No one ever said mastering another language would be easy. But does it have to be so humiliating? In a word, yes. As a wise ski instructor once said, you’ve got to learn to like falling down.
Wooing the muse of espanol can be like going to the dentist: Open your mouth and there’s no hiding all the things you’re doing wrong. You know you should have flossed. You know you should have paid more attention when the teacher explained when to use the pretérito vs. the imperfecto. But what can you do about it now?
Teaching English as a foreign language can help. You can turn your limitations as a student into an asset as a teacher. You understand what it’s like to be lost without a machete deep in the jungle of syntax. Joseph Conrad, connoisseur of jungles and acquired languages put it this way: “The horror! The horror!” You’ve been there. You’ve done that. You’re wearing the t-shirt for the second time this week, and it really needs a wash.

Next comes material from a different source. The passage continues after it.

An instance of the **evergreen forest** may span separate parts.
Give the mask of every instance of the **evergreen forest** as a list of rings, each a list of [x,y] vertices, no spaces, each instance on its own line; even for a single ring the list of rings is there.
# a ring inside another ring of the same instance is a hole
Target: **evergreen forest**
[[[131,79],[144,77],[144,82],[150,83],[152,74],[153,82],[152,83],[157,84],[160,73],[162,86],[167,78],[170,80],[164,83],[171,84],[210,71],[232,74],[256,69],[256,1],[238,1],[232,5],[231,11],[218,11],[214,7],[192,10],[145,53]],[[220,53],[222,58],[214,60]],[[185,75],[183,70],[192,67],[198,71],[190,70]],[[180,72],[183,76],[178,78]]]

The experience of helping others to find their feet in English will make you more tolerant of your own second language stumbles. You will also come by plenty of chances to put your Spanish to the test. Where else are you going to practice the imperativo, if not with a roomful of fidgeting, frolicking school kids. ¡Pongan atención, por favor¡
If you’re here for at least a few weeks, there are schools in the area that would appreciate your help. Ask your friendly coordinator if your school is associated with such a project. Otherwise, EntreMundos maintains a list of opportunities on their Web site (http://entremundos.org), some requiring only 2 weeks of commitment. Or drop by the weekly volunteer meeting of El Nahualat the Blue Angel Café, Mondays at 5:30 pm. They can put you to work the next day in an afterschool tutoring program, or if you’re craving a break from the urbane vida quetzalteca, they’ll lend you a mountain bike to ride out to one of the rural schools they support. You won’t ride alone.